Le mystère des «plaques de "Tjipetir"
De mystérieuses plaques s’échouent depuis plusieurs années sur les plages de France, d’Angleterre, d’Espagne, mais aussi en Allemagne et jusqu’au Danemark...
(Photo : Ouest-France)
Le mystère des «plaques de Tjipetir» ravive le fantôme du «Titanic» Par le figaro
Des centaines de plaques de gomme, arrivées sur le littoral atlantique ces dernières années, pourraient s'échapper des cales englouties du «Titanic».

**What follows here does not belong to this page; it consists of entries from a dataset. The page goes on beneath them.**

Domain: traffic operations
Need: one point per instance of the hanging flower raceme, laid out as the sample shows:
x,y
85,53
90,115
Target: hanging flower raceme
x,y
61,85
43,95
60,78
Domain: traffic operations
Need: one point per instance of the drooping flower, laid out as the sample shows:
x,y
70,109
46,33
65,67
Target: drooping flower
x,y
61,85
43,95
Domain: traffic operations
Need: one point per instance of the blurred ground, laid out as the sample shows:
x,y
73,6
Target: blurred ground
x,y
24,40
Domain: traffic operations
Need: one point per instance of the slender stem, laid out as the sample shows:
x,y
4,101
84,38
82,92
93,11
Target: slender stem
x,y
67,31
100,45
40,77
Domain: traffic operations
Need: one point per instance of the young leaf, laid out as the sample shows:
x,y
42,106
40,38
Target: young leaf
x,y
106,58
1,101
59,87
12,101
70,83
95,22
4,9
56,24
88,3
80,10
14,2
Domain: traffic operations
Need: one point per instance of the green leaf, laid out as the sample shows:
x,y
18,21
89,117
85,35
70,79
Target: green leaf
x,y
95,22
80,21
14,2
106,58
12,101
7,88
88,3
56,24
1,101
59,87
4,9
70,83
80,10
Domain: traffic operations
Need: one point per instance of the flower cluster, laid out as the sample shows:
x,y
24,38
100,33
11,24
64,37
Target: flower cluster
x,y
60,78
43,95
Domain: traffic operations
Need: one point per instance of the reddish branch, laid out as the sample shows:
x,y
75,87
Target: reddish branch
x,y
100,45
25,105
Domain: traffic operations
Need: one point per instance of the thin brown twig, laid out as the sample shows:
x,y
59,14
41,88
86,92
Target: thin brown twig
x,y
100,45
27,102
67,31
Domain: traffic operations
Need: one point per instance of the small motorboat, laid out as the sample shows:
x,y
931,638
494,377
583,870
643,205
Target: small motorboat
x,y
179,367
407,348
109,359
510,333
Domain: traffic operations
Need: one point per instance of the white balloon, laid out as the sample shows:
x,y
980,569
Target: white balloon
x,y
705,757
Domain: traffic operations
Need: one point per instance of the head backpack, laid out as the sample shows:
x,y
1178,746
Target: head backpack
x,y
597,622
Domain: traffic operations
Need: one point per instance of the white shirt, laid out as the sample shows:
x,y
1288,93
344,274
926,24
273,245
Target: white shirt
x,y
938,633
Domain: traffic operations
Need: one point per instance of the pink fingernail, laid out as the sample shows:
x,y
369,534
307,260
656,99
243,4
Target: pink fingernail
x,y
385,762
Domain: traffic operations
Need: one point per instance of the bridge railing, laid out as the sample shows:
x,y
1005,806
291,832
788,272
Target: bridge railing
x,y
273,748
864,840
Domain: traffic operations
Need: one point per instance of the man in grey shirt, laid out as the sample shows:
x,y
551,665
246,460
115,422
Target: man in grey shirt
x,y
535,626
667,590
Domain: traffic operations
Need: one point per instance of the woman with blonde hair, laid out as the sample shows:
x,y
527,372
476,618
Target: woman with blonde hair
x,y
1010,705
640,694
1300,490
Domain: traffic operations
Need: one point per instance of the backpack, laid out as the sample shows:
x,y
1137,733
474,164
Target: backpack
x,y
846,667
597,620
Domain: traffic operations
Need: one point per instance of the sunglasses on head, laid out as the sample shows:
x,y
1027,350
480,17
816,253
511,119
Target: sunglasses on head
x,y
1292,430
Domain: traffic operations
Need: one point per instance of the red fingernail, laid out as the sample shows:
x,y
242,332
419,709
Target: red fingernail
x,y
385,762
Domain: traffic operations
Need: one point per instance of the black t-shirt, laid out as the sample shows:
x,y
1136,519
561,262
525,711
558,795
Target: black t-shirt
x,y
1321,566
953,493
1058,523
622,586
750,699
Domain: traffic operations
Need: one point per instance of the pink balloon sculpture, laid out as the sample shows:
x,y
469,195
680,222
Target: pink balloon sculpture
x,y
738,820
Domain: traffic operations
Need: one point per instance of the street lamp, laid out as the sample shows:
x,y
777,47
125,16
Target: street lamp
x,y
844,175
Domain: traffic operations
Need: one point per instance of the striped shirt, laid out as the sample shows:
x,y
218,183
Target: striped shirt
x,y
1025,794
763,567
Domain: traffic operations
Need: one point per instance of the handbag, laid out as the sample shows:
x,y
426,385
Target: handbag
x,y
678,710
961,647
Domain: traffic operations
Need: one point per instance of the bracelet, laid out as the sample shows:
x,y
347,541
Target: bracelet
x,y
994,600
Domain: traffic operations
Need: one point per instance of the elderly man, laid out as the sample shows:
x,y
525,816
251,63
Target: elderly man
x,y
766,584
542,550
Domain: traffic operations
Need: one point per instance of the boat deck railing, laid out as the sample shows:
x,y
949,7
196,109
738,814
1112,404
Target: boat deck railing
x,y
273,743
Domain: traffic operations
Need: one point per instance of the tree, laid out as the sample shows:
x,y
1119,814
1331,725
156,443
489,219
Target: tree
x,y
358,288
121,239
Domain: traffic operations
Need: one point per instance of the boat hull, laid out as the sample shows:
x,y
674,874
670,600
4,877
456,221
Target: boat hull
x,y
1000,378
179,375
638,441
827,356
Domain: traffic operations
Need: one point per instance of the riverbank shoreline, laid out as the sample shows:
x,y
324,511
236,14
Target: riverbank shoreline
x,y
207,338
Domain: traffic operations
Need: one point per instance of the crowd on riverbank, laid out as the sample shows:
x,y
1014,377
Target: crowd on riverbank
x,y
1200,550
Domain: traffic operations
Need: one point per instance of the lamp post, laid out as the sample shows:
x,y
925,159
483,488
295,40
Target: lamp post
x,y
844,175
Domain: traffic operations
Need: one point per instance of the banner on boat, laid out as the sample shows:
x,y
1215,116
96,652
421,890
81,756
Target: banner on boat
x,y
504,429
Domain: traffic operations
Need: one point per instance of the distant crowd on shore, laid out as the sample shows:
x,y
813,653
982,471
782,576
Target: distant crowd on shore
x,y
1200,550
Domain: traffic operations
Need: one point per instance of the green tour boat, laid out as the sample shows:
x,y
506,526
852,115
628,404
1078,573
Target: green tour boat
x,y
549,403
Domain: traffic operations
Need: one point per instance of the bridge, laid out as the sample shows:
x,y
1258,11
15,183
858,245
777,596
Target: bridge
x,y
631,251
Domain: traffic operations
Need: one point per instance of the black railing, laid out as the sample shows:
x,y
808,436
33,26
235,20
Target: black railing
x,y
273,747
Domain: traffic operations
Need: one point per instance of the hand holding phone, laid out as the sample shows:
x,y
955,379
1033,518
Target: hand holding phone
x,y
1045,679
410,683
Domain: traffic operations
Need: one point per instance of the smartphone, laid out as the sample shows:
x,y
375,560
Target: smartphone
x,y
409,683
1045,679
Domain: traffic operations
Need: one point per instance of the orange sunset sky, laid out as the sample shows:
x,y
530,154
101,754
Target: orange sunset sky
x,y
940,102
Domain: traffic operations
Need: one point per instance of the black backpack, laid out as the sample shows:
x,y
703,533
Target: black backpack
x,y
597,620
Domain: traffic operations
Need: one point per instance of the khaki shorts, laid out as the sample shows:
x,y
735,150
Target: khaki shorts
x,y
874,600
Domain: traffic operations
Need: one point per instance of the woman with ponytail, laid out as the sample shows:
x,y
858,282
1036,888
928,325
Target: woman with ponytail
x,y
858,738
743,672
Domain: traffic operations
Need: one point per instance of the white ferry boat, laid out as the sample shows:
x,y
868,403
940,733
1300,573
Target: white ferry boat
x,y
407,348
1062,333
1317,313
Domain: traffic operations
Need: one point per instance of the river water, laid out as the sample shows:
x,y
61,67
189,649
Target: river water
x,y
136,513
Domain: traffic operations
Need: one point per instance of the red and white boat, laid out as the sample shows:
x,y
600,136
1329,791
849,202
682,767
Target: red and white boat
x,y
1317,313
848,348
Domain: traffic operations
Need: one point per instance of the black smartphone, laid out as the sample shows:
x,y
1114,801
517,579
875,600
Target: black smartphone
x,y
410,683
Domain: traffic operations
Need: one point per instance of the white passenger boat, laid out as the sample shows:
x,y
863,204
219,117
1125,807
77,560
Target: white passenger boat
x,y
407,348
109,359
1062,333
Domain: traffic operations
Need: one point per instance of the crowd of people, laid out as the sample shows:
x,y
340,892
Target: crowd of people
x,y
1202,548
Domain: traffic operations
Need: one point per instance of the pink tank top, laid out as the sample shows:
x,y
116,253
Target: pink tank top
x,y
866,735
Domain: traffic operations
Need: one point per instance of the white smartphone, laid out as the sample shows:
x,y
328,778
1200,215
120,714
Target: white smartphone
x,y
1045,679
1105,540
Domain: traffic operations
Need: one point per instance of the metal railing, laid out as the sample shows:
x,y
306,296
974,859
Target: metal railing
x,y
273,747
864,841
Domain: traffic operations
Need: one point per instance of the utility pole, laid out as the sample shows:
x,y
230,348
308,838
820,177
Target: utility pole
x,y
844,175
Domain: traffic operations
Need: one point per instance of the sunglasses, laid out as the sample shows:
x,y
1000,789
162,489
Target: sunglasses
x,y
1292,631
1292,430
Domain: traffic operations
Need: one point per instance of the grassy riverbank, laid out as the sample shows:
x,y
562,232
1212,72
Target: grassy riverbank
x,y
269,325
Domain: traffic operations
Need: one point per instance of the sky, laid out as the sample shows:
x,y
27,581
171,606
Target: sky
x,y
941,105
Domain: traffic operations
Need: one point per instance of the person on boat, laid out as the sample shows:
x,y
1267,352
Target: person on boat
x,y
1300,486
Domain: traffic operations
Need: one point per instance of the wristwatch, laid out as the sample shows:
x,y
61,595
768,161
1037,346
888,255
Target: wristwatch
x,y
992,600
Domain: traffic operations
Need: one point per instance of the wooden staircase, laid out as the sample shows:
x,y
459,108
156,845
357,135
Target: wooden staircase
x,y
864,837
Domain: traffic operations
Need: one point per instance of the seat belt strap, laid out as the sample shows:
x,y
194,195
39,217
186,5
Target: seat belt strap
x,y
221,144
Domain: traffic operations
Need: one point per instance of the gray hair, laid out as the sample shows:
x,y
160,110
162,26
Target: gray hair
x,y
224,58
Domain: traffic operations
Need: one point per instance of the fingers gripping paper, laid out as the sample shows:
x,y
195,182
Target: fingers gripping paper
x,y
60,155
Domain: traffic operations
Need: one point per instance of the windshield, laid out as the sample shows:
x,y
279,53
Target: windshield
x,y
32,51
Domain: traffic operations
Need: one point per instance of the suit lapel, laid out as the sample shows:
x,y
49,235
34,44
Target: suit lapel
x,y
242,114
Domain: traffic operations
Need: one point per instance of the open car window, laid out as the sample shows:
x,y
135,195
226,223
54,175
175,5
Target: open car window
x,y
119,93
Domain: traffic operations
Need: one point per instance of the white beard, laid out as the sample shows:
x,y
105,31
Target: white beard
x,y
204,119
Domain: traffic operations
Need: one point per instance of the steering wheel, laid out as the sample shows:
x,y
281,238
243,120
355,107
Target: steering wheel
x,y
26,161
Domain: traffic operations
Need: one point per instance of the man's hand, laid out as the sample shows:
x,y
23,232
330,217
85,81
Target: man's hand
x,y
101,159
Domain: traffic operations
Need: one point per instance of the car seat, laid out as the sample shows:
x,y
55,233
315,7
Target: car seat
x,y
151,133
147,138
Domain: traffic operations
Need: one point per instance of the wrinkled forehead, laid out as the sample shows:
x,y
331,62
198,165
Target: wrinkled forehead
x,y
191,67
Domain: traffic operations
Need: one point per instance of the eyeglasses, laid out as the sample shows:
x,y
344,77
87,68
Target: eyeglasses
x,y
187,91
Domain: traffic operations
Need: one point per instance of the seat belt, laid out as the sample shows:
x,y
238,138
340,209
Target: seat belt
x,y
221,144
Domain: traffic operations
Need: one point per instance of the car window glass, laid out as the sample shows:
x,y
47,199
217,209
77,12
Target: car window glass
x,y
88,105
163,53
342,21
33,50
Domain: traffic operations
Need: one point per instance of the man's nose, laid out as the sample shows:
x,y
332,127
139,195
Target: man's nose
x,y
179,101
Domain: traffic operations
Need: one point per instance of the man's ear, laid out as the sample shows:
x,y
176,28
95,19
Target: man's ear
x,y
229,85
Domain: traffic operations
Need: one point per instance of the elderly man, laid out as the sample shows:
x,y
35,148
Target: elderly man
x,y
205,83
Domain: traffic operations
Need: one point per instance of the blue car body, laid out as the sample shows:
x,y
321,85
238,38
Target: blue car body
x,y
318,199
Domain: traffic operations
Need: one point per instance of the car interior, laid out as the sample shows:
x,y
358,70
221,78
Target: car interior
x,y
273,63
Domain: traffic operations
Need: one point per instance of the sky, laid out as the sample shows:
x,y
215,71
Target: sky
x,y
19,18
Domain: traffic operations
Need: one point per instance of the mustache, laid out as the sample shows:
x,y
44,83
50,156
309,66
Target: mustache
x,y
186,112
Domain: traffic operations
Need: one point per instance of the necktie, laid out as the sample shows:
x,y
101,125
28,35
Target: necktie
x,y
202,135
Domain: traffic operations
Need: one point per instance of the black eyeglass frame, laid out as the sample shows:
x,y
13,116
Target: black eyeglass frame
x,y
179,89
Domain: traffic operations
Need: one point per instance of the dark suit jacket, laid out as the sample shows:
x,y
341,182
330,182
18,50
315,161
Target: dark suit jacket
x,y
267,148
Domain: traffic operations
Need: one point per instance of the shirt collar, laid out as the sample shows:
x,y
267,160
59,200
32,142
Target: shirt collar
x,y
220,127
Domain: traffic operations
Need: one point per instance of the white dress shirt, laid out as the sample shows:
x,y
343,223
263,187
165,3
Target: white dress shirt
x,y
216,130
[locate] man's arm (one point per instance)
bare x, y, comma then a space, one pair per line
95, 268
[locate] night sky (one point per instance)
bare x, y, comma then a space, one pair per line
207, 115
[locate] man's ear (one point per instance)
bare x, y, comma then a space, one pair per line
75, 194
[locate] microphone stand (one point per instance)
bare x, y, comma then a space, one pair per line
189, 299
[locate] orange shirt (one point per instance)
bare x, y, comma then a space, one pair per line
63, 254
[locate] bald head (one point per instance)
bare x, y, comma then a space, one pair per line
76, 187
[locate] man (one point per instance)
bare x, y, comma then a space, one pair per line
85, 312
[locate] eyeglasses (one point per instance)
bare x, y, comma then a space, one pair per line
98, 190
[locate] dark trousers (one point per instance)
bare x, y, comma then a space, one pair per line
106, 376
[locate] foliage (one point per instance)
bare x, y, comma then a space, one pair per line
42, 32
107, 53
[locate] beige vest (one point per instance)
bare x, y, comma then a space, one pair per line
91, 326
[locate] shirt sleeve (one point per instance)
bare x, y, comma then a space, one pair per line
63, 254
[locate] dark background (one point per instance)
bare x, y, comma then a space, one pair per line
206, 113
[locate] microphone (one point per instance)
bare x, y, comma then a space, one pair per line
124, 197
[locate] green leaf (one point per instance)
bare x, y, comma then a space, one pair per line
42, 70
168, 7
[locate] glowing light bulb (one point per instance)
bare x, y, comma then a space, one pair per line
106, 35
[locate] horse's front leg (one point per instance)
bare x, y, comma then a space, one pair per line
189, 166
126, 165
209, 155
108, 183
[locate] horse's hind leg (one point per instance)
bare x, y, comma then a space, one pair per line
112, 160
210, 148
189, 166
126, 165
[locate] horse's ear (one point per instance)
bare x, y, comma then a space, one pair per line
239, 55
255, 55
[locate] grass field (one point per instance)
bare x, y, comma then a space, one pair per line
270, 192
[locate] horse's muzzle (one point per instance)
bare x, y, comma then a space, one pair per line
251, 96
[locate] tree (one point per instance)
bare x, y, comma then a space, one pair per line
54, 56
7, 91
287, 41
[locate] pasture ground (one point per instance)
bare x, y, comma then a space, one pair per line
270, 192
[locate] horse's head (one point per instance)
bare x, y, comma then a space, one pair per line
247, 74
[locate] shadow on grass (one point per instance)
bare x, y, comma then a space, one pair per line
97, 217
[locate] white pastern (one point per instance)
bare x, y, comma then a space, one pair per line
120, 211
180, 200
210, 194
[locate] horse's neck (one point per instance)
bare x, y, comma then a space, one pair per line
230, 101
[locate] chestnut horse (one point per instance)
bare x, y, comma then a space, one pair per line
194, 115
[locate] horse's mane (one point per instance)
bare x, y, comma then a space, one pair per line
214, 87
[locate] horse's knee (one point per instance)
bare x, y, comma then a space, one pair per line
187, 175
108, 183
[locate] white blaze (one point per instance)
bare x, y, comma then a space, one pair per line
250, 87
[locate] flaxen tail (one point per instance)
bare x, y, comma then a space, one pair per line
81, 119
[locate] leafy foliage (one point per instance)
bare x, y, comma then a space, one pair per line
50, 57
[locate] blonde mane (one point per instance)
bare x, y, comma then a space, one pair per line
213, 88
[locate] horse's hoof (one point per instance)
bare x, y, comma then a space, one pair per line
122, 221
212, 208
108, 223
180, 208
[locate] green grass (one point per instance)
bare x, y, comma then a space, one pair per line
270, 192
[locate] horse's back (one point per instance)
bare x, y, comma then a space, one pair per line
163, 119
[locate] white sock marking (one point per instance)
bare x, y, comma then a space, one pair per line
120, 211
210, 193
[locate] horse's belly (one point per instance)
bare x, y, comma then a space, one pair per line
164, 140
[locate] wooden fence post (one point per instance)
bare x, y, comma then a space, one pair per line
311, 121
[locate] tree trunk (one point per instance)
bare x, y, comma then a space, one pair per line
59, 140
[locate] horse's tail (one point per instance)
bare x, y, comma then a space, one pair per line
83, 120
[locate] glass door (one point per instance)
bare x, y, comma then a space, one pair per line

Fin janvier, Benjamin se promène avec sa famille sur la plage de Mimizan, à la recherche de bois flotté. Mais les tempêtes des dernières semaines ont déposé sur le sable un curieux objet: une plaque de gomme grisâtre, d'environ 30 cm sur 50, gravée dans toute sa longueur d'une étrange inscription: «Tjipetir». Très vite, le jeune garçon apprend qu'il n'est pas le premier à faire ce genre de découverte, comme le raconte Sud-Ouest . Depuis près de deux ans, des centaines de plaques de ce type ont été retrouvées sur le littoral atlantique, depuis le nord de l'Espagne jusqu'au Royaume-Uni, sans que l'on sache précisément d'où elles viennent. En France, les premiers recensements datent de septembre 2013.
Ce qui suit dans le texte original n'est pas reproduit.